To check this out I decided that I'd wind up the ISO (to 1600 in the lighting conditions) so that I could pull the camera off the tripod and use about 125th of a sec. Given that its a 200mm lens I thought that it would indicate if the OIS makes much difference.

The left hand side is the FD200 and the right hand side the 45-200. These are camera sourced JPG files, and I have tweaked the exposure on them to try to get black and white levels similar with just a simple small curve adjustment. The 45-200 image is a little sharper which could be because of stabilization and could be due to focus being better.
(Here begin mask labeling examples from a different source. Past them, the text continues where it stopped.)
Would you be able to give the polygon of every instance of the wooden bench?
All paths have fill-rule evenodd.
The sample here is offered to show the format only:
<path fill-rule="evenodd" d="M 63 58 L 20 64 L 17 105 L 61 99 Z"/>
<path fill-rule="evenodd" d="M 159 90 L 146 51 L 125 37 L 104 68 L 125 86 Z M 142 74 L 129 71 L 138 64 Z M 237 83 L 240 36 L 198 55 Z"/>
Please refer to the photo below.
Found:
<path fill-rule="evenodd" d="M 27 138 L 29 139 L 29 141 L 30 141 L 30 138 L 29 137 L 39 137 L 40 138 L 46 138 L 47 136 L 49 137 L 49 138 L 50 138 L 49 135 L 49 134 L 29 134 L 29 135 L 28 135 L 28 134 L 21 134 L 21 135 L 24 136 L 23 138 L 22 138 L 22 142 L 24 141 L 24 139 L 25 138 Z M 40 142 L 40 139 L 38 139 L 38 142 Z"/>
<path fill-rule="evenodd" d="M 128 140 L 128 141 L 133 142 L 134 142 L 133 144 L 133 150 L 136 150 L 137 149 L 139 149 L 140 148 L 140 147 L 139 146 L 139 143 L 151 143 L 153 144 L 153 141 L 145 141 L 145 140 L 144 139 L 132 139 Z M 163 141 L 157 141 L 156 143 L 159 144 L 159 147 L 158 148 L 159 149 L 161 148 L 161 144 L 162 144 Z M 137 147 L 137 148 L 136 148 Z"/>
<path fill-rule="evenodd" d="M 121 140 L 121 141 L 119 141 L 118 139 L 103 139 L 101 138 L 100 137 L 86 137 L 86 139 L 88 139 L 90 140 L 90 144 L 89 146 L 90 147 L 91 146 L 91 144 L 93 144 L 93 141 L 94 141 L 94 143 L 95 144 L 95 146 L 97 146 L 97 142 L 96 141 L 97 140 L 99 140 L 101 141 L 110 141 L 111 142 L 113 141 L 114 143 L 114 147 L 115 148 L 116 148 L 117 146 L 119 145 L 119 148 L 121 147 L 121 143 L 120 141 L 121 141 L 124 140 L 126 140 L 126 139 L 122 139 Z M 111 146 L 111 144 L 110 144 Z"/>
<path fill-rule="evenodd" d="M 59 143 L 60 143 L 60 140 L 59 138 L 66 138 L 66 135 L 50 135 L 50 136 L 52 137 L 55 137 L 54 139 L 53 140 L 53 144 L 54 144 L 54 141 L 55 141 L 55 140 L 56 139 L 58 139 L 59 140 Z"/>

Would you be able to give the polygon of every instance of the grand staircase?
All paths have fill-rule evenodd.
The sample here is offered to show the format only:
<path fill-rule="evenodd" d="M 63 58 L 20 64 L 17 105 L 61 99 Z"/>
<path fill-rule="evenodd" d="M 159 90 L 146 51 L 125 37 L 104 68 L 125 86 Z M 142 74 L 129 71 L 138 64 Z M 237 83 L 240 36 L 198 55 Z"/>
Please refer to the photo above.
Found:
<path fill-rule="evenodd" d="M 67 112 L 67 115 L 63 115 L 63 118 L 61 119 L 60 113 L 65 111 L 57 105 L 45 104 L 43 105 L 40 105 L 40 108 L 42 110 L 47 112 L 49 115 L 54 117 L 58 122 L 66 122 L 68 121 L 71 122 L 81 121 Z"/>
I actually took quite a few images more than this, but presented this pair because I feel its representative of what I found; that the 45-200 is a little bit sharper at 125th sec hand held with OIS and AF than I could get the FD200.


Personally I feel that this means that while there are some optical advantages to the FD that the combination of AF (to get better focus) and OIS (to help smooth out the shake a little bit) puts the Panasonic 45-200 further ahead.

Added to this I also think that now the price has come down to something reasonable (was € 399 I paid 200 for this one) that it is well worth buying.

Next I'd like to look at the AF performance and how it can make use of some of the snazzy features that the Panasonic provides.

PS I was out yesterday in the snow with actual daylight (gone again today) and took these two with the FD and the 45-200. I think this shows how significantly the vignetting can intrude on images. The FD was at f4 and the Lumix was at f5.6 (NB both wide open)

P1070485 P1070484

those images link to my Flickr photostream, so you can inspect them there a little larger if you wish.

1 comment:

Lens Bubbles said...

Excellent write up on the 45-200. I have had it for months but only used it a few times. It's definitely not a bad lens and is great for traveling, but I can't get used it its slow max. aperture.